In München bekommen Gehörlose und Hörgeschädigte wie Michelle durch Berufsbildungswerk und Friseurinnung die Chance auf eine Ausbildung. Auch Friseurmeisterin Dilek Sahin engagiert sich in dem Projekt.
Mirabell Schmidt

Sie fällt auf. Lippen-Piercing, blau-grün-türkise Strähnchen im asymmetrisch geschnittenem Haar, türkise Fingernägel, türkiser Lidschatten. Behutsam fährt sie einer Kundin durchs kurze Haar, bevor sie das Wasser anmacht, um die Haare zu waschen. "Ist die Temperatur so angenehm?", fragt sie die Kundin freundlich. "Ein kleines bisschen wärmer", antwortet die deutlich. Michelle ist 17 Jahre alt und macht im Salon von Dilek Sahin "Dilek Hair Couture" in München eine Ausbildung zur Friseurin. Michelle ist gehörlos.
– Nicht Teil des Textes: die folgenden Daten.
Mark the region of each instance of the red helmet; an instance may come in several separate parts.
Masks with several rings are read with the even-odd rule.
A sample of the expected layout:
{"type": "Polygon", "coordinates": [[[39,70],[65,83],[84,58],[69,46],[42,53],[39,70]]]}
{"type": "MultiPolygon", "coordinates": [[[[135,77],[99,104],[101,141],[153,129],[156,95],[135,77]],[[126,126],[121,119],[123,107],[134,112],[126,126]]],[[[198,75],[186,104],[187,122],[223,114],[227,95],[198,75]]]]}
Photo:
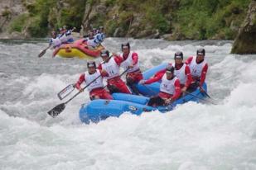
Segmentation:
{"type": "Polygon", "coordinates": [[[104,57],[104,56],[109,57],[109,51],[107,50],[102,50],[100,51],[100,56],[101,56],[101,57],[104,57]]]}
{"type": "Polygon", "coordinates": [[[128,49],[130,49],[130,44],[128,42],[122,43],[122,45],[121,45],[122,50],[123,50],[123,47],[128,47],[128,49]]]}
{"type": "Polygon", "coordinates": [[[96,63],[95,61],[88,61],[87,62],[87,68],[96,68],[96,63]]]}

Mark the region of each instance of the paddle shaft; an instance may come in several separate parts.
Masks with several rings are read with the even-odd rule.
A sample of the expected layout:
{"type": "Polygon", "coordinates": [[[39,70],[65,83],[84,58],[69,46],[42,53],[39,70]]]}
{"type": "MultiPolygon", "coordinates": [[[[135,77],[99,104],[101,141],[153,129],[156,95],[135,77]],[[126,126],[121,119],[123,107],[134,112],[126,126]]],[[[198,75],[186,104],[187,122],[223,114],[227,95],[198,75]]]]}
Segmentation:
{"type": "Polygon", "coordinates": [[[95,79],[91,81],[89,84],[87,84],[85,87],[83,87],[81,91],[78,92],[75,95],[74,95],[71,98],[70,98],[67,102],[65,102],[65,104],[66,105],[68,102],[70,102],[73,98],[75,98],[77,95],[79,95],[80,92],[82,92],[87,87],[89,87],[91,83],[95,82],[100,77],[101,77],[101,75],[98,76],[95,79]]]}
{"type": "Polygon", "coordinates": [[[147,86],[146,86],[146,84],[142,84],[148,91],[150,91],[152,93],[153,93],[153,95],[156,95],[157,92],[154,92],[153,90],[152,90],[150,87],[148,87],[147,86]]]}
{"type": "Polygon", "coordinates": [[[185,92],[186,94],[191,95],[191,96],[192,96],[192,97],[196,97],[196,98],[198,98],[198,99],[200,99],[200,100],[202,100],[202,101],[205,101],[205,102],[210,102],[210,103],[211,103],[211,104],[215,105],[215,103],[213,103],[213,102],[210,102],[210,101],[207,101],[207,100],[204,99],[204,98],[199,97],[197,97],[197,96],[196,96],[196,95],[194,95],[194,94],[191,94],[191,93],[190,93],[190,92],[185,92]]]}
{"type": "Polygon", "coordinates": [[[51,45],[49,45],[46,49],[45,49],[44,50],[42,50],[42,51],[38,54],[38,57],[39,57],[39,58],[42,57],[42,56],[46,54],[46,50],[47,50],[50,47],[51,47],[51,45]]]}
{"type": "Polygon", "coordinates": [[[211,97],[210,97],[210,95],[205,91],[205,89],[204,89],[202,87],[200,87],[200,89],[201,91],[203,91],[203,92],[206,95],[206,97],[208,97],[209,98],[211,99],[211,97]]]}
{"type": "MultiPolygon", "coordinates": [[[[121,78],[128,69],[129,69],[129,68],[127,68],[126,70],[124,70],[124,71],[119,75],[119,77],[121,78]]],[[[103,87],[103,88],[105,88],[107,86],[108,86],[108,84],[105,85],[104,87],[103,87]]],[[[103,89],[103,90],[104,90],[104,89],[103,89]]],[[[103,91],[103,90],[102,90],[102,91],[103,91]]],[[[102,92],[102,91],[101,91],[101,92],[102,92]]]]}

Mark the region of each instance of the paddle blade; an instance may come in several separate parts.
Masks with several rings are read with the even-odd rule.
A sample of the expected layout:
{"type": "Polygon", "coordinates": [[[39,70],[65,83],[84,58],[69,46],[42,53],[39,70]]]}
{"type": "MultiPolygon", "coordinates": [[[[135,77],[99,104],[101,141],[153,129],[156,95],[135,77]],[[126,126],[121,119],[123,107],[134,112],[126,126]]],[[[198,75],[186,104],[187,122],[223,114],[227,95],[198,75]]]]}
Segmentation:
{"type": "Polygon", "coordinates": [[[46,52],[46,49],[42,50],[39,54],[38,54],[38,57],[41,58],[41,56],[43,56],[46,52]]]}
{"type": "Polygon", "coordinates": [[[75,85],[70,84],[58,93],[58,97],[61,101],[62,99],[66,97],[69,94],[70,94],[74,90],[75,90],[75,85]]]}
{"type": "Polygon", "coordinates": [[[54,107],[53,109],[51,109],[51,111],[49,111],[48,114],[52,117],[56,117],[63,111],[65,107],[65,103],[61,103],[56,106],[56,107],[54,107]]]}

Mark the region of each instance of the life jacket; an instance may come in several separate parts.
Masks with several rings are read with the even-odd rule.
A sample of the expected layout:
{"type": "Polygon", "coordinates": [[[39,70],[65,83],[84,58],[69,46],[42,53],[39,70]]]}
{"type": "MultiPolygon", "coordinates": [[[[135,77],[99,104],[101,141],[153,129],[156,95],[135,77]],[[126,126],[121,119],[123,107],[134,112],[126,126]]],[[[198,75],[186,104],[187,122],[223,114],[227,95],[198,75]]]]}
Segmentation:
{"type": "Polygon", "coordinates": [[[171,80],[167,78],[167,73],[165,73],[162,78],[162,83],[160,84],[160,92],[166,92],[173,95],[175,92],[175,82],[178,79],[174,77],[171,80]]]}
{"type": "Polygon", "coordinates": [[[74,39],[73,39],[73,36],[72,36],[72,31],[70,30],[67,31],[65,34],[68,43],[74,42],[74,39]]]}
{"type": "Polygon", "coordinates": [[[94,39],[88,39],[87,45],[95,48],[99,43],[96,40],[95,38],[94,39]]]}
{"type": "Polygon", "coordinates": [[[52,45],[53,48],[55,49],[56,47],[60,46],[61,41],[60,41],[60,40],[58,37],[56,37],[56,38],[51,38],[50,44],[52,45]]]}
{"type": "Polygon", "coordinates": [[[59,39],[60,40],[62,44],[65,44],[68,41],[68,39],[67,39],[65,34],[60,34],[59,35],[59,39]]]}
{"type": "Polygon", "coordinates": [[[189,64],[193,79],[200,79],[202,69],[206,64],[205,59],[203,62],[197,64],[196,56],[193,56],[191,63],[189,64]]]}
{"type": "MultiPolygon", "coordinates": [[[[186,66],[186,64],[183,64],[180,69],[174,69],[174,75],[180,80],[181,84],[185,84],[187,78],[187,76],[185,73],[186,66]]],[[[175,64],[173,64],[173,67],[175,68],[175,64]]]]}
{"type": "Polygon", "coordinates": [[[114,57],[108,63],[102,64],[102,68],[109,73],[109,76],[106,77],[108,80],[119,76],[119,66],[115,62],[114,57]]]}
{"type": "MultiPolygon", "coordinates": [[[[132,65],[132,64],[133,63],[133,52],[130,51],[128,58],[122,62],[121,64],[121,67],[124,68],[124,69],[128,68],[128,66],[132,65]]],[[[123,59],[123,53],[121,54],[121,57],[123,59]]],[[[133,68],[130,68],[127,71],[127,73],[133,73],[134,71],[137,71],[139,69],[139,64],[138,62],[134,65],[134,67],[133,68]]]]}
{"type": "Polygon", "coordinates": [[[94,83],[92,83],[89,87],[87,87],[87,90],[89,92],[92,91],[94,88],[103,87],[103,78],[100,76],[100,72],[99,69],[96,70],[96,72],[93,74],[89,74],[88,72],[85,73],[85,81],[86,85],[90,83],[92,81],[94,81],[95,78],[97,78],[94,83]],[[99,78],[98,78],[99,76],[99,78]]]}

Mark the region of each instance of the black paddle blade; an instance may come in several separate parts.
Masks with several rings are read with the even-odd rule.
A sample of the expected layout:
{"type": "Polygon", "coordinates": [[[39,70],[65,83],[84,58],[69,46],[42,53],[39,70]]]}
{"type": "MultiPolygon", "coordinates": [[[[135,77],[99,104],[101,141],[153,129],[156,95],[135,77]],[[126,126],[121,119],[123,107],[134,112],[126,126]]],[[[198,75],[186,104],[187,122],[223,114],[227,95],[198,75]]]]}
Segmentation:
{"type": "Polygon", "coordinates": [[[65,103],[61,103],[56,106],[56,107],[54,107],[53,109],[51,109],[51,111],[49,111],[48,114],[52,117],[56,117],[63,111],[65,107],[65,103]]]}
{"type": "Polygon", "coordinates": [[[41,51],[39,54],[38,57],[41,58],[41,56],[43,56],[46,54],[46,50],[44,50],[43,51],[41,51]]]}

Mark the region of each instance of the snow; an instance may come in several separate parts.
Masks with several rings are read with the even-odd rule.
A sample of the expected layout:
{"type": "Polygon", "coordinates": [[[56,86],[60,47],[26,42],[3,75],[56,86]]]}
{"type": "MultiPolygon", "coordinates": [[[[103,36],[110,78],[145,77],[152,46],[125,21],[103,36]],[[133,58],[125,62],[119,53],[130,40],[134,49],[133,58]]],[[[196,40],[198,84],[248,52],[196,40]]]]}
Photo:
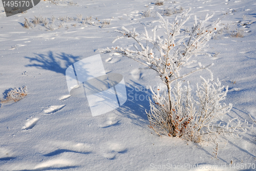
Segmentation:
{"type": "MultiPolygon", "coordinates": [[[[224,101],[233,108],[224,120],[238,117],[251,124],[248,114],[256,120],[255,1],[166,1],[163,6],[146,0],[70,2],[41,1],[27,13],[8,17],[0,3],[0,98],[6,90],[23,86],[28,93],[16,102],[0,104],[1,170],[159,170],[164,166],[168,170],[170,164],[198,164],[192,170],[240,170],[246,169],[246,163],[247,170],[252,170],[251,164],[256,164],[254,129],[247,130],[240,140],[225,137],[228,142],[219,150],[216,159],[211,158],[212,143],[160,137],[147,126],[148,86],[163,86],[154,71],[139,69],[141,65],[118,54],[101,54],[105,73],[123,76],[127,99],[120,107],[93,117],[86,98],[69,95],[66,70],[98,54],[98,49],[132,46],[131,39],[112,43],[120,34],[116,29],[135,27],[142,33],[143,25],[152,33],[155,25],[151,22],[159,19],[155,12],[163,14],[166,8],[190,7],[191,16],[196,15],[198,19],[215,13],[210,21],[222,18],[224,29],[206,48],[210,56],[195,59],[203,66],[214,63],[210,68],[214,78],[228,86],[224,101]],[[143,12],[147,10],[151,16],[146,17],[143,12]],[[62,22],[57,18],[77,18],[78,14],[83,19],[92,16],[94,23],[70,18],[59,27],[62,22]],[[23,26],[24,18],[32,21],[40,15],[49,18],[48,26],[52,15],[56,18],[53,30],[44,24],[23,26]],[[110,25],[103,24],[110,20],[110,25]],[[243,29],[243,37],[230,35],[237,29],[243,29]],[[239,167],[229,167],[231,160],[239,167]],[[226,165],[226,169],[206,168],[213,165],[226,165]]],[[[163,17],[173,20],[176,15],[163,17]]],[[[192,26],[193,18],[185,27],[192,26]]],[[[205,71],[186,78],[194,90],[200,76],[210,78],[205,71]]]]}

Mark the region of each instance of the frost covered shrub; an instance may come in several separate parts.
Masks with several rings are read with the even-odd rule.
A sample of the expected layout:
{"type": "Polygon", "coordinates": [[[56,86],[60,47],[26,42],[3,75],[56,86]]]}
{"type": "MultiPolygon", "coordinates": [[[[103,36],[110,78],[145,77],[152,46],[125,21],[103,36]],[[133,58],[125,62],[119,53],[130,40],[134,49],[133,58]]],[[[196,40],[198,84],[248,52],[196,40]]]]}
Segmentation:
{"type": "Polygon", "coordinates": [[[5,99],[1,100],[1,103],[9,102],[17,102],[24,98],[28,93],[27,92],[27,87],[23,86],[22,88],[14,88],[11,90],[6,95],[5,99]]]}
{"type": "Polygon", "coordinates": [[[198,62],[196,69],[185,73],[183,72],[184,67],[196,62],[191,58],[205,54],[206,44],[220,28],[220,19],[206,24],[213,16],[207,14],[203,20],[199,21],[195,16],[194,24],[189,31],[182,29],[190,18],[190,10],[185,11],[180,19],[177,15],[173,23],[157,13],[160,18],[158,22],[164,30],[163,37],[157,35],[157,26],[153,30],[153,36],[149,36],[145,26],[144,34],[138,33],[134,28],[130,31],[123,27],[122,30],[116,30],[122,35],[113,42],[130,37],[135,40],[134,48],[117,46],[100,51],[120,53],[135,60],[154,70],[166,86],[167,91],[161,94],[159,88],[156,92],[151,88],[153,99],[150,99],[150,111],[146,111],[149,126],[159,136],[166,134],[194,142],[209,140],[216,143],[220,140],[219,135],[229,134],[239,138],[236,137],[237,134],[246,131],[240,120],[235,118],[224,123],[220,122],[223,115],[230,111],[232,104],[221,103],[225,99],[228,88],[223,91],[224,87],[219,80],[214,81],[209,69],[212,65],[204,66],[198,62]],[[198,83],[196,93],[193,93],[188,82],[187,86],[182,86],[181,79],[201,70],[210,72],[210,81],[201,77],[202,82],[198,83]]]}

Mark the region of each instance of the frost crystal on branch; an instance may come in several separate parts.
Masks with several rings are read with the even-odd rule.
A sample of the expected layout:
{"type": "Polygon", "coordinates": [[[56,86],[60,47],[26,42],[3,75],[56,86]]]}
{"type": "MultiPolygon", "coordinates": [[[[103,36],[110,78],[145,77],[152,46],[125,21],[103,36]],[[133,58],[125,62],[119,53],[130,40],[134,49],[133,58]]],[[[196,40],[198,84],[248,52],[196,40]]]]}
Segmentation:
{"type": "Polygon", "coordinates": [[[219,135],[227,133],[235,137],[238,133],[244,133],[246,129],[236,118],[223,124],[219,122],[222,116],[230,111],[232,104],[227,105],[220,102],[225,99],[228,89],[223,92],[224,87],[219,80],[214,81],[209,69],[213,64],[204,66],[198,62],[196,69],[184,74],[182,72],[184,67],[197,62],[192,58],[206,54],[205,45],[220,28],[220,19],[207,24],[213,16],[207,14],[204,19],[200,20],[195,16],[191,29],[185,31],[183,27],[190,18],[190,11],[185,11],[180,17],[177,15],[173,22],[157,13],[160,20],[152,23],[159,22],[161,27],[155,26],[151,36],[145,26],[143,34],[136,32],[134,28],[132,31],[124,27],[122,30],[116,30],[121,35],[113,42],[131,38],[134,41],[133,47],[117,46],[99,51],[120,53],[135,60],[154,70],[166,86],[167,92],[161,94],[159,88],[156,92],[151,88],[153,100],[150,99],[150,111],[146,111],[150,123],[148,126],[158,135],[183,137],[195,142],[209,139],[216,143],[219,135]],[[164,30],[163,35],[157,34],[158,29],[160,33],[163,32],[161,29],[164,30]],[[197,96],[193,97],[188,82],[187,86],[182,87],[181,79],[204,69],[210,72],[210,81],[201,77],[201,84],[197,84],[197,96]]]}

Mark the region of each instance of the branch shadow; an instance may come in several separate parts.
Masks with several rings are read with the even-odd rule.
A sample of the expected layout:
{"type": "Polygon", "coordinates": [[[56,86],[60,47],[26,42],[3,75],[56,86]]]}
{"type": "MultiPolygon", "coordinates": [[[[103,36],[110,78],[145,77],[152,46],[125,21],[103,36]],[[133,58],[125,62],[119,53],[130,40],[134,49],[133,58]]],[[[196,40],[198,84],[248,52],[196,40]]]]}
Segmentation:
{"type": "Polygon", "coordinates": [[[57,73],[65,75],[66,70],[70,66],[78,61],[80,56],[73,56],[62,52],[54,54],[49,51],[47,54],[34,53],[35,57],[25,56],[32,63],[28,64],[26,67],[33,67],[38,69],[54,71],[57,73]]]}

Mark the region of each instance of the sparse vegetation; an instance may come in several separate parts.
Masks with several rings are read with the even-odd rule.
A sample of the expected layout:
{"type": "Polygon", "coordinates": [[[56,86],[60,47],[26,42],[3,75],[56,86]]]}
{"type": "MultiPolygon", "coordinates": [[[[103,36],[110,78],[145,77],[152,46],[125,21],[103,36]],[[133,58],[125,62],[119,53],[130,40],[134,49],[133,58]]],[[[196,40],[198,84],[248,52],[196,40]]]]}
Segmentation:
{"type": "Polygon", "coordinates": [[[6,95],[5,99],[1,100],[1,103],[8,103],[9,102],[17,102],[24,98],[27,95],[27,87],[23,86],[18,89],[14,88],[11,89],[6,95]]]}
{"type": "Polygon", "coordinates": [[[228,89],[226,87],[223,91],[224,87],[219,79],[214,80],[209,70],[211,65],[204,66],[198,62],[197,69],[181,74],[184,66],[196,62],[189,60],[190,58],[206,54],[204,47],[220,28],[220,19],[206,24],[213,16],[207,14],[205,19],[199,22],[195,16],[193,27],[188,33],[185,32],[182,28],[189,18],[189,11],[185,11],[181,18],[177,16],[171,23],[157,13],[165,31],[162,38],[160,37],[162,35],[156,35],[158,26],[154,29],[152,36],[145,26],[144,34],[138,33],[134,28],[131,31],[123,27],[121,30],[116,30],[121,35],[113,42],[125,37],[132,38],[135,42],[134,48],[117,46],[100,51],[117,53],[135,60],[155,71],[166,85],[167,91],[158,88],[156,92],[151,88],[153,93],[152,99],[149,99],[151,110],[146,111],[148,126],[157,135],[183,138],[195,142],[213,142],[217,145],[214,153],[217,157],[220,143],[224,143],[223,147],[227,142],[221,136],[228,134],[240,138],[239,135],[246,132],[248,122],[245,121],[243,125],[237,118],[221,121],[231,110],[232,104],[221,102],[228,89]],[[183,36],[177,38],[181,32],[183,36]],[[181,79],[201,70],[209,71],[210,80],[200,77],[202,82],[197,84],[196,92],[193,92],[189,81],[186,86],[182,86],[181,79]]]}
{"type": "Polygon", "coordinates": [[[156,2],[156,3],[155,3],[155,5],[160,6],[163,5],[163,2],[162,1],[158,0],[156,2]]]}

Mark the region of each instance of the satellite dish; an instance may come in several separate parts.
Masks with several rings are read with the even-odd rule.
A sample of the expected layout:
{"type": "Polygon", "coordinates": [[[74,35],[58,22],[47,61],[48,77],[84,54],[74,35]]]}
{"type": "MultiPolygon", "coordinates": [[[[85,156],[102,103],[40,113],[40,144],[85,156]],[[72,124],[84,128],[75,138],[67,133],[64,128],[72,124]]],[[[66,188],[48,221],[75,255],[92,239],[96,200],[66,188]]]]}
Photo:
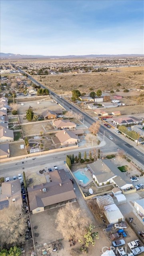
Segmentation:
{"type": "Polygon", "coordinates": [[[90,188],[89,190],[89,192],[90,192],[90,193],[92,195],[92,194],[93,194],[93,190],[92,188],[90,188]]]}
Sie kam taub zur Welt. Mit zwei Jahren wurde ihr links ein "Cochlea-Implantat" eingesetzt – eine Hörprothese, mit der sie auf einem Ohr hören kann. Was sie nicht versteht, liest sie von den Lippen ab. Mit der Prothese schränkt sie die Gehörlosigkeit im Beruf kaum ein. "Nur wenn der Föhn an ist und der Baustellenlärm von draußen kommt, wird es schwierig", sagt sie lächelnd.
Ausbilder werden von Sozialpädagogen begleitet
Vor knapp zwei Jahren ist Michelle nach München gezogen, um eine Ausbildung als Friseurin zu beginnen. Denn hier gibt es von Berufsbildungswerk und Friseurinnung ein außergewöhnliches Projekt, das Gehörlose und Ausbildungsbetriebe zusammenbringt. Das erste Ausbildungsjahr absolvieren die Azubis im Berufsbildungswerk, erst ab dem zweiten Lehrjahr arbeiten sie in Salons. Einmal pro Woche haben sie im Berufsbildungswerk Schule – eine Berufsschule, in der nur Gehörlose unterrichtet werden und die Lehrer besonders auf die jeweiligen Bedürfnisse der Azubis eingehen können. Die Ausbilder in den Friseursalons werden von Sozialpädagogen begleitet.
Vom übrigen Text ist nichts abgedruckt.